The idea started with a vacation, part of an ongoing family tradition to travel during spring break.
“We ended up in Israel on the day that they remembered their soldiers and we were out on the street in the morning. They blew a siren and — it was awesome — people stopped. Everyone. People got out of their cars, stopped walking and just stood silently for some time,” Bendetson said. “My son Daniel looked at me and said ‘Dad, that was amazing, why can’t we do something like this?’”
Daniel got to work when they got home, his dad said.
“Everybody kind of laughed at him, saying Daniel, this is a good idea, but in the United States it will never happen,” he said.
At first no one would listen.
“Then we heard Rep. Barney Frank would meet with anyone from his district, anyone, but we weren’t from his district,” Bendetson said. “So we found a veteran who was.”
Frank did not respond to multiple requests for comment on this story.
The bill was a great idea, Frank told Daniel Bendetson, he said. Then Massachusetts Sen. Scott Brown signed on as a co-sponsor. The Bendetsons went to Washington D.C. to lobby for the law, the first of dozens of trips.

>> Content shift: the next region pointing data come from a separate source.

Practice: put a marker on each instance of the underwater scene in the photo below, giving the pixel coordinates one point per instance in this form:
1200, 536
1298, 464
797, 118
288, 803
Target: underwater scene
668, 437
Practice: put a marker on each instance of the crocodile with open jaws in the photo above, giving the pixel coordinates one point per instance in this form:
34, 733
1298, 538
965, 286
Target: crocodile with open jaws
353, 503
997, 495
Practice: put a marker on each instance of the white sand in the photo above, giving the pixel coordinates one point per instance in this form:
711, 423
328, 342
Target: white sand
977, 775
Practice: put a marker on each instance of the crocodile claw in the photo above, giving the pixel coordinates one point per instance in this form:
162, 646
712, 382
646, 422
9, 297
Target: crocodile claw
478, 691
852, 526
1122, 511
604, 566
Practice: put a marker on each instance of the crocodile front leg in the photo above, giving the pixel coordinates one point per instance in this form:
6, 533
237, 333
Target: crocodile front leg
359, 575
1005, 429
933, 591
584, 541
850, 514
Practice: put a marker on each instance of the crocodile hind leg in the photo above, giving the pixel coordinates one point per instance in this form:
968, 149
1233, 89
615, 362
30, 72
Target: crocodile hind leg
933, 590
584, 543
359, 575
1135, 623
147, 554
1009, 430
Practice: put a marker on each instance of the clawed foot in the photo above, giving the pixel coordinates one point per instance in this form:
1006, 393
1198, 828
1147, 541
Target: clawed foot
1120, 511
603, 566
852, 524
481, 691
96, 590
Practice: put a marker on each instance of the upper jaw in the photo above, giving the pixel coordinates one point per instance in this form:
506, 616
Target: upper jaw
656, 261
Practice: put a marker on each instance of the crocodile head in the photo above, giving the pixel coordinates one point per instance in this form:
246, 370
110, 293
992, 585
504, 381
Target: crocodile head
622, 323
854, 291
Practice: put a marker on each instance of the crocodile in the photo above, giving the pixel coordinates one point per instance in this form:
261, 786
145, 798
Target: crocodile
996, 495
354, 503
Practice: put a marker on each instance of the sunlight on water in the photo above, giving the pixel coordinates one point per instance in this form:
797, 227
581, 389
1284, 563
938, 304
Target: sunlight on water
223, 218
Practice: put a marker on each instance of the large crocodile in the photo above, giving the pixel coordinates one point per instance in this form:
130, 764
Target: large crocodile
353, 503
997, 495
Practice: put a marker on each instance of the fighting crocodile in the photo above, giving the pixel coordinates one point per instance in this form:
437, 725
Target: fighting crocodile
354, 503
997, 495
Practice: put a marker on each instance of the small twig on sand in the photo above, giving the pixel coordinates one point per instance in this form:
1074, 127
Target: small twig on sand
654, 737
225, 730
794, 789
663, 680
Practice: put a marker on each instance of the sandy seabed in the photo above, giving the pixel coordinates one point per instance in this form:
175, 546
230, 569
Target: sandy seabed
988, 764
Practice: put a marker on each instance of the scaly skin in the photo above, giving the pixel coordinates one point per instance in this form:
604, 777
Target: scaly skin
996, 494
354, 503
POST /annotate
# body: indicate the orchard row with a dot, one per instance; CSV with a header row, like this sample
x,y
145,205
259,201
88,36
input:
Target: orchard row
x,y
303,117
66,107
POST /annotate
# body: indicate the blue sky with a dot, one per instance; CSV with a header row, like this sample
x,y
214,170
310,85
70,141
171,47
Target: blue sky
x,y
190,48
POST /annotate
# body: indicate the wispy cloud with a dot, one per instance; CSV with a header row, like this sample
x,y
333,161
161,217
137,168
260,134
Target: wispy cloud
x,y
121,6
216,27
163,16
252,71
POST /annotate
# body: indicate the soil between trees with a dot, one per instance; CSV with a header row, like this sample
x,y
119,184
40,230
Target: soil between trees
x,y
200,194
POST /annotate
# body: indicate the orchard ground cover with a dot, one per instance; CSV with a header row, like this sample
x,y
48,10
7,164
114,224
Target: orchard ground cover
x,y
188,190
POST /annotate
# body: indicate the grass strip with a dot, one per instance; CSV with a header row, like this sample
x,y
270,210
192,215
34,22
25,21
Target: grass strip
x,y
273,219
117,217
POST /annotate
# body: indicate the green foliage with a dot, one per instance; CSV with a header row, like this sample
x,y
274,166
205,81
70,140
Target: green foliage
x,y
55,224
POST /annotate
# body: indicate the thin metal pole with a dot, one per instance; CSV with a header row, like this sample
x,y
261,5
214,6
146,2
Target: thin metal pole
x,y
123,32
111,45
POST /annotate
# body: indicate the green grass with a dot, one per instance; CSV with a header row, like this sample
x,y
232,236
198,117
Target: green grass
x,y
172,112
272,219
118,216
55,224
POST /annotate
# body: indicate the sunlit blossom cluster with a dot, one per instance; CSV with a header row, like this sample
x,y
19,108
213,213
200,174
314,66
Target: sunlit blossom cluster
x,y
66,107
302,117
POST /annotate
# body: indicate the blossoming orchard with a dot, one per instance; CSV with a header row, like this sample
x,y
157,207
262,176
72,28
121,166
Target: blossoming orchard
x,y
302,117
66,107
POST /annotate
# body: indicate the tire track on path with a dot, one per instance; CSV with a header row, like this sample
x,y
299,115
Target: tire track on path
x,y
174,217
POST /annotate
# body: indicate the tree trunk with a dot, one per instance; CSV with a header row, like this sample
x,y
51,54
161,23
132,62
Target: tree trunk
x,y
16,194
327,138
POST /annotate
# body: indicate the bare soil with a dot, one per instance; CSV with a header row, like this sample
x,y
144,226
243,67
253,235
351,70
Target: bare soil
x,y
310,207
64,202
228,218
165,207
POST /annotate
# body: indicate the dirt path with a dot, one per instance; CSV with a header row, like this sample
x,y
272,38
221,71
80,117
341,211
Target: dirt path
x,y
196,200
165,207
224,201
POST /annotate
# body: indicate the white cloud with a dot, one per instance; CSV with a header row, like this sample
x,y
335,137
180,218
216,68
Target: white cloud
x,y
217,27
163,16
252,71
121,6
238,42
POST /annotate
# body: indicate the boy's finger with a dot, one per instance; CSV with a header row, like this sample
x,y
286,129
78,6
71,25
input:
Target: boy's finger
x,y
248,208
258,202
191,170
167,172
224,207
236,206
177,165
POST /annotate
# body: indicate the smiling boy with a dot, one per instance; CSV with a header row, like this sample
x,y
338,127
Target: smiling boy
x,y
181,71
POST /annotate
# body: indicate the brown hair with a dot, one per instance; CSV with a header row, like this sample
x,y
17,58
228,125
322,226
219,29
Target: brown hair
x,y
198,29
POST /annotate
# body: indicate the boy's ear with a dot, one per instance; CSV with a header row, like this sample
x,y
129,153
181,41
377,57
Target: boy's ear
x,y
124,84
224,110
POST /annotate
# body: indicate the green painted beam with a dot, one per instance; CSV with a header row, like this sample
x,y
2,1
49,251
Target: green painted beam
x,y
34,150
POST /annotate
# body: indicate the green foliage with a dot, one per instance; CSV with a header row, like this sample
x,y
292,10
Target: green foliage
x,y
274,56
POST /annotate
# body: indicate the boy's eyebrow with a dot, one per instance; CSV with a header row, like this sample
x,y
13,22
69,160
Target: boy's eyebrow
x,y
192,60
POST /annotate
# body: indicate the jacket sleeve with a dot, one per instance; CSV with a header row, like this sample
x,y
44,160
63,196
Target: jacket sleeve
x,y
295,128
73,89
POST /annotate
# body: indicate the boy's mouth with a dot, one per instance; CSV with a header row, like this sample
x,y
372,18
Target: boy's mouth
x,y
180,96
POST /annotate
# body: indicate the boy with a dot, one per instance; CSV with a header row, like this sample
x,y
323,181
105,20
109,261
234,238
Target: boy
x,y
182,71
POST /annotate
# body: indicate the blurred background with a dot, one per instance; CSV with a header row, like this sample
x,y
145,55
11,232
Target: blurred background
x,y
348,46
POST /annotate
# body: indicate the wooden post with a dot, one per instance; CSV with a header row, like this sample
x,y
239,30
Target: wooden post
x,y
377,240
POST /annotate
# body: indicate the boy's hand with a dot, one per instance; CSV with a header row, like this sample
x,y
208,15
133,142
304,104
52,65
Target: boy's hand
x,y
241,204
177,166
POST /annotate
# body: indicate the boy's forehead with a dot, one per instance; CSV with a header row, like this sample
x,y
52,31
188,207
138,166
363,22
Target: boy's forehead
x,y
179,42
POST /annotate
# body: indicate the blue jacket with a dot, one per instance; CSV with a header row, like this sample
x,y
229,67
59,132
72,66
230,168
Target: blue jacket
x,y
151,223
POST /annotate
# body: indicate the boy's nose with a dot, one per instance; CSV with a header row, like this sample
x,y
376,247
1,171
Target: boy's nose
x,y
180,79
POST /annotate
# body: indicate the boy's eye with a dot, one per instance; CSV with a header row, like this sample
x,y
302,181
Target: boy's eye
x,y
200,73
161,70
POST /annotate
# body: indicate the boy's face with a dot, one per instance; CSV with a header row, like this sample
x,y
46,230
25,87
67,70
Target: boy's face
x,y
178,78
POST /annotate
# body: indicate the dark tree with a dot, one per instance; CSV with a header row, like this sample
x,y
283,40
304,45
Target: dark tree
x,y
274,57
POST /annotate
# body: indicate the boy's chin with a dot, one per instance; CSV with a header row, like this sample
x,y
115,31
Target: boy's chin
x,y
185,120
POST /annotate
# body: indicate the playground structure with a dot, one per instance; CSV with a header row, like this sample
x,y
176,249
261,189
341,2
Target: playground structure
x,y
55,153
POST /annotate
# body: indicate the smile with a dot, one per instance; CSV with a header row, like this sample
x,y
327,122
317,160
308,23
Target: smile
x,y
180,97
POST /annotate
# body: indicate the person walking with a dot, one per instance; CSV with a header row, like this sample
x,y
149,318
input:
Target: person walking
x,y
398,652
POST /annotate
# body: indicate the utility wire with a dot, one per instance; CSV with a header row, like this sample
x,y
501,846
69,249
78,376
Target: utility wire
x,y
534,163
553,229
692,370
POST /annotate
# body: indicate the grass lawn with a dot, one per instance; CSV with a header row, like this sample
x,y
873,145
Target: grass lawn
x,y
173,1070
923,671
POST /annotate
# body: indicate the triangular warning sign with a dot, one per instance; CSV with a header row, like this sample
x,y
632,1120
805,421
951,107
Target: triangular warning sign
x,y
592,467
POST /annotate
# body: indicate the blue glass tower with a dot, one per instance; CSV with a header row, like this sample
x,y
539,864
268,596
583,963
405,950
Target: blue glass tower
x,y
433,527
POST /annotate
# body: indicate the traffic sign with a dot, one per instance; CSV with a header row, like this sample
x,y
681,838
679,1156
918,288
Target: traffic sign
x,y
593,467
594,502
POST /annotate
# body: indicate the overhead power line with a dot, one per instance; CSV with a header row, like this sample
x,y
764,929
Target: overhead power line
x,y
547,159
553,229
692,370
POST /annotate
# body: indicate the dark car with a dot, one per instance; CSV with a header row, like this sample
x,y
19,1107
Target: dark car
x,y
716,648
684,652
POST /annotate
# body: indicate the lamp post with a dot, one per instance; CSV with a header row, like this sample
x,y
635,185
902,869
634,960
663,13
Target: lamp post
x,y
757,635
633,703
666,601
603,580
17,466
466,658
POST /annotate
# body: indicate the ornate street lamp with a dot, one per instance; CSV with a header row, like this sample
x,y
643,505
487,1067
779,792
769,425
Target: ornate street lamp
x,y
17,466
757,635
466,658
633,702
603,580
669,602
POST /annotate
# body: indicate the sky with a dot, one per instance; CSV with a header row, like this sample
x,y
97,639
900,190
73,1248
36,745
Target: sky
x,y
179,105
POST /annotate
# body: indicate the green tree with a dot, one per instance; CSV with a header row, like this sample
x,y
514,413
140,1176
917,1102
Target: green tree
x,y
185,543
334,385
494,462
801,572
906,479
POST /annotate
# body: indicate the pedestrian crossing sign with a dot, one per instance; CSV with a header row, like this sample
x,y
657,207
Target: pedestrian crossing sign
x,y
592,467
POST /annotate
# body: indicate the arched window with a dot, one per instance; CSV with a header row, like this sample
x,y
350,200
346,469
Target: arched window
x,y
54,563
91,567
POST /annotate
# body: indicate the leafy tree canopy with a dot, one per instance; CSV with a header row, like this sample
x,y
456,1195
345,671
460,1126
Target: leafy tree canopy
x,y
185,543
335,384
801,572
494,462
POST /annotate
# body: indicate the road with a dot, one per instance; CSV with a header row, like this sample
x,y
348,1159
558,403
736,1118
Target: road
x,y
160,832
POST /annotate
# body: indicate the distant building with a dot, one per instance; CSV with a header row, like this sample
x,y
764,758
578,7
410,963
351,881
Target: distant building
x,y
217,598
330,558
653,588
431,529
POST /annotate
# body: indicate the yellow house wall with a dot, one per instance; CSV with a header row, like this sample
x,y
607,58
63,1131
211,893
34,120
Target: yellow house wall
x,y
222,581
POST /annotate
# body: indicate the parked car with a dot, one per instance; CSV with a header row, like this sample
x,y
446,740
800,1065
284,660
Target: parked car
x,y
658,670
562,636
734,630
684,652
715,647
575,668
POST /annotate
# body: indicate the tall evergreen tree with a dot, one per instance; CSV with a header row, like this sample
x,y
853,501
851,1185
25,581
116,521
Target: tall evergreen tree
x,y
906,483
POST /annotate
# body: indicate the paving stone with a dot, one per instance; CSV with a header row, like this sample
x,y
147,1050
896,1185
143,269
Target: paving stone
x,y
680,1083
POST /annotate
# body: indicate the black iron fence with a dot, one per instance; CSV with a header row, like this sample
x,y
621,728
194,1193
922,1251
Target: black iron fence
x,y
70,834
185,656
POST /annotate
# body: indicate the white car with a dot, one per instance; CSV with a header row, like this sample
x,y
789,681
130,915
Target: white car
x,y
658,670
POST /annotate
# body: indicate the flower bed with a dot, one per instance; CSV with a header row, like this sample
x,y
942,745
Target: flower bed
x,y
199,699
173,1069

“What we found was pretty incredible. Democrat, Republican, Independent, it didn’t matter what the party was, we found support across the aisle,” Daniel Bendetson told the Herald.
Even so, congress is congress and the first bill never saw a vote. Frank retired.
“We were surprised it didn’t make it through that first time, with all the support we found, but we were persistent,” Daniel Bendetson said.
U.S. Rep. Stephen Lynch took up the torch, according to the Bendetsons.
“This man went out of his way to do this for the veterans. He went on the house floor advocating for this bill – he got it through. He’s amazing,” Peter Bendetson said of Lynch.
Even with the bill passed and signed by then-President Barack Obama, when the next year passed and Veterans Day came no call to silence was issued by former President Donald Trump. Another year passed, then another and another.
“Trump ignored the law,” U.S. Rep. Jake Auchincloss told the Herald. “It was my responsibility to make sure the law was enacted.”
Auchincloss, himself a veteran, lobbied with the White House to have Biden follow the law on the books.
Without any fanfare or much press, this year, Biden did so.
“I encourage all Americans to recognize the valor, courage, and sacrifice of these patriots through appropriate ceremonies and private prayers, and by observing two minutes of silence for our Nation’s veterans,” the president declared on Veterans Day this year.
The Bendetsons hope the moment of silence allows people to set aside their political differences and agree on something: support for our nation’s veterans.
“It all goes back to the core message for us – just really paying our respects,” Daniel Bendetson said.